Une interview de l'archimandrite Sabba (Toutounov) à l'hebdomadaire "Expert"
- En 1988, la disposition sur la convocation régulière du Concile local tous les 5 ans avait été ajoutée dans les Statuts. Pourquoi a-t-elle été supprimée récemment ?

- Cela a été fait en 2000. Il est difficile de préciser pourquoi on l’a introduit en 1988, j’étais encore adolescent. Comme nous le savons, cette règle n’a jamais été respectée. Je peux supposer qu’en 2000 les Statuts ont été justement mis en conformité à la pratique.

- Le Concile local peut être désormais réuni par le Concile des évêques. Comment peut-il alors effectuer la réception avec l’indispensable plénitude ?

- Il s’agit plutôt de situations exceptionnelles. Les évêques ne sont ni hérétiques, ni schismatiques. Avant de prendre une décision, ils y réfléchiront bien. En outre, nous pouvons avoir recours à l’Assemblée interconciliaire. Les décisions sont donc prises après en avoir pesé tous les pour et les contre.
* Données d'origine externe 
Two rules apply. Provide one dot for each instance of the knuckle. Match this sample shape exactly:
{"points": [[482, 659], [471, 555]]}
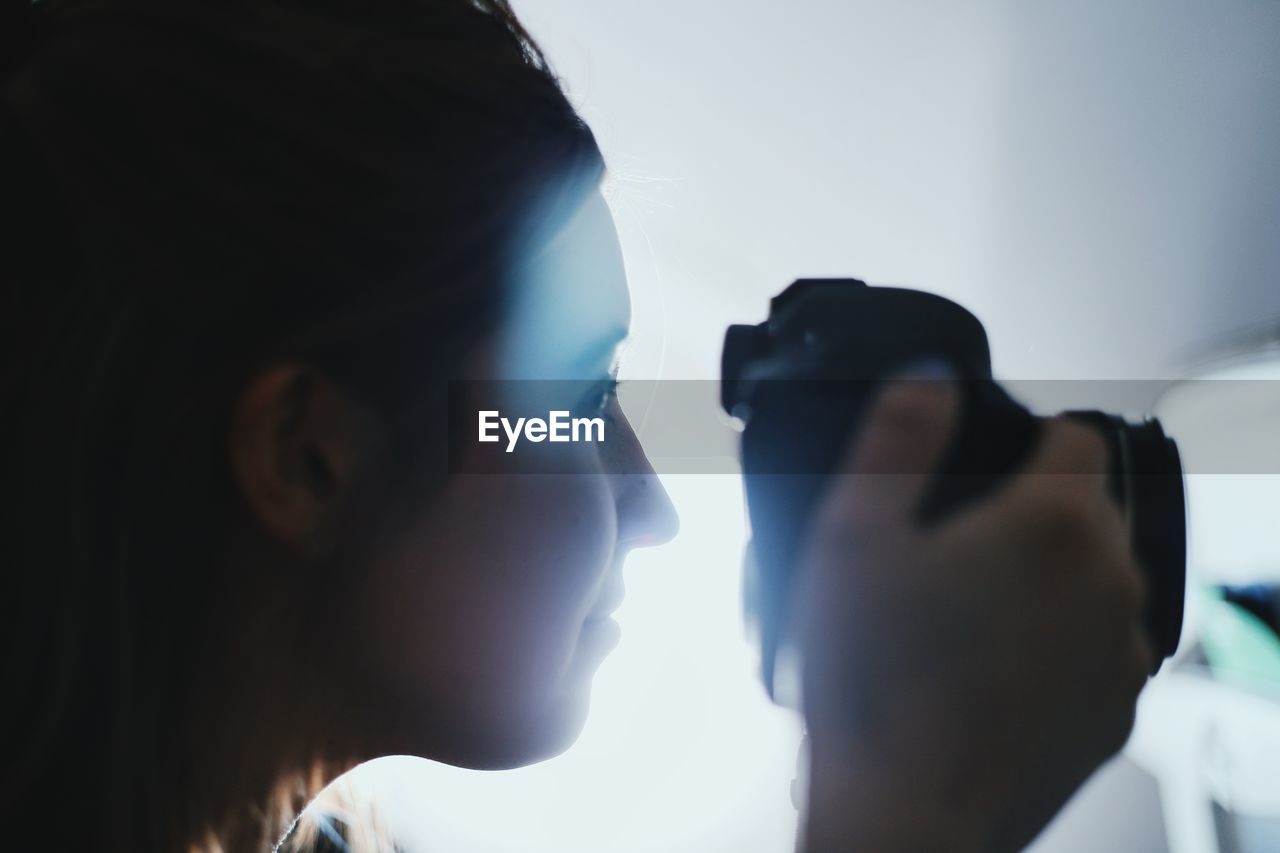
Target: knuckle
{"points": [[1060, 515], [905, 407]]}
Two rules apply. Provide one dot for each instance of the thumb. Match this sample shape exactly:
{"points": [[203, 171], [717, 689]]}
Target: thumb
{"points": [[900, 443]]}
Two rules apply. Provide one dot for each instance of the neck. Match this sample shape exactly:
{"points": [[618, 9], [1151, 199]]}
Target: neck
{"points": [[263, 735]]}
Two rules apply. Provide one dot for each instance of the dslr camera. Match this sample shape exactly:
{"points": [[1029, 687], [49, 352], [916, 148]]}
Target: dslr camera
{"points": [[800, 384]]}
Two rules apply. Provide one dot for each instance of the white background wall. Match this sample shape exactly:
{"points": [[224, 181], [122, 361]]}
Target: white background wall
{"points": [[1098, 181]]}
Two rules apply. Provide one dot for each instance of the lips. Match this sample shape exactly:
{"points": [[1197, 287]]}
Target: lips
{"points": [[609, 601]]}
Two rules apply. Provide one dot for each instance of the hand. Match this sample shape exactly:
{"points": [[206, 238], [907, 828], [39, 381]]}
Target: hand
{"points": [[961, 682]]}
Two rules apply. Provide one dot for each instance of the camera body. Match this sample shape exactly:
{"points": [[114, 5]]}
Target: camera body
{"points": [[801, 382]]}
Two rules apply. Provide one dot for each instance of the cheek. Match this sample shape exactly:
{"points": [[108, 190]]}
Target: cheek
{"points": [[476, 610]]}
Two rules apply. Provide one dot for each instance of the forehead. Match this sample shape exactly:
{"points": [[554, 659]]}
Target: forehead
{"points": [[570, 305]]}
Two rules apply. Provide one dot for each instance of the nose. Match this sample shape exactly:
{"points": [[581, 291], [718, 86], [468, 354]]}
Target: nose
{"points": [[645, 514]]}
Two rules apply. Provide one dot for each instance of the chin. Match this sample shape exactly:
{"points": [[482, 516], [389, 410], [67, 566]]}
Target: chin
{"points": [[508, 740]]}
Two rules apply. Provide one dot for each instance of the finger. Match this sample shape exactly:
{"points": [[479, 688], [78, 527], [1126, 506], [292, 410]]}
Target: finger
{"points": [[896, 450], [1070, 460]]}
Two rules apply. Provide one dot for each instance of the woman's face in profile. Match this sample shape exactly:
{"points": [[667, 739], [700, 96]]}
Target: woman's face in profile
{"points": [[487, 617]]}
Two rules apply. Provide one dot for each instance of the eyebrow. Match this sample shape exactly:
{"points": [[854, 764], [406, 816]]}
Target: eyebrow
{"points": [[603, 349]]}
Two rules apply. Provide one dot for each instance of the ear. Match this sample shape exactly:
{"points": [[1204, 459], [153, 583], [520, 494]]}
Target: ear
{"points": [[297, 443]]}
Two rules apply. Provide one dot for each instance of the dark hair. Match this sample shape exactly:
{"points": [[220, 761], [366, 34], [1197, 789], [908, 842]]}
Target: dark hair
{"points": [[193, 191]]}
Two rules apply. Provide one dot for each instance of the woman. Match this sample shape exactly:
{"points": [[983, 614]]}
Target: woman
{"points": [[245, 548]]}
Certes, l’histoire connait plusieurs cas difficiles: par exemple, la signature de l’unie de Florence avec les catholiques par le métropolite Isidore, acte que la Russie n’a pas reconnu. Le pouvoir laïc y a joué un rôle important. Revenons au sujet, si le Concile des évêques prenait une décision qui semblerait fausse à la lumière de la doctrine ou de l’ordre canonique de l’Eglise, une grande partie de l’épiscopat, du clergé et des laïcs réagiront et exigerons la convocation d’un Concile local.

- Comment est apparu ce double pouvoir des Conciles ? Avant le XVIIe siècle et en 1917, l’année de la restauration du patriarcat dans l’Eglise orthodoxe russe, il n’y avait qu’une instance administrative – celle du Concile local?

- C’est une question de terminologie. Notre vocabulaire prend ses sources au début du XXe siècle. Dans l’histoire de l’Eglise, notamment en Russie d’avant le XVIIe siècle, le Concile local était un concile des évêques. Mais à la fin du XIXe et au début du XXe siècle, des conciles réunissant l’épiscopat, le clergé et les laïcs sont apparus dans les pays baltes. Cette belle idée des conciles publics a été reprise en Russie où les conciles ne s’étaient pas réunis pendant deux centenaires. Ainsi, en 1917, un grand Concile local a réuni tout l’épiscopat ainsi que des délégués du clergé, des laïcs et des moines. A vrai dire, les Statuts étaient très concis et n’ont pas été pleinement élaborés à cause de l’interruption anticipée du travail du Concile, ensuite l’époque des persécutions a commencé. La question de la réunion des évêques ne s’est posée qu’après la Deuxième Guerre mondiale.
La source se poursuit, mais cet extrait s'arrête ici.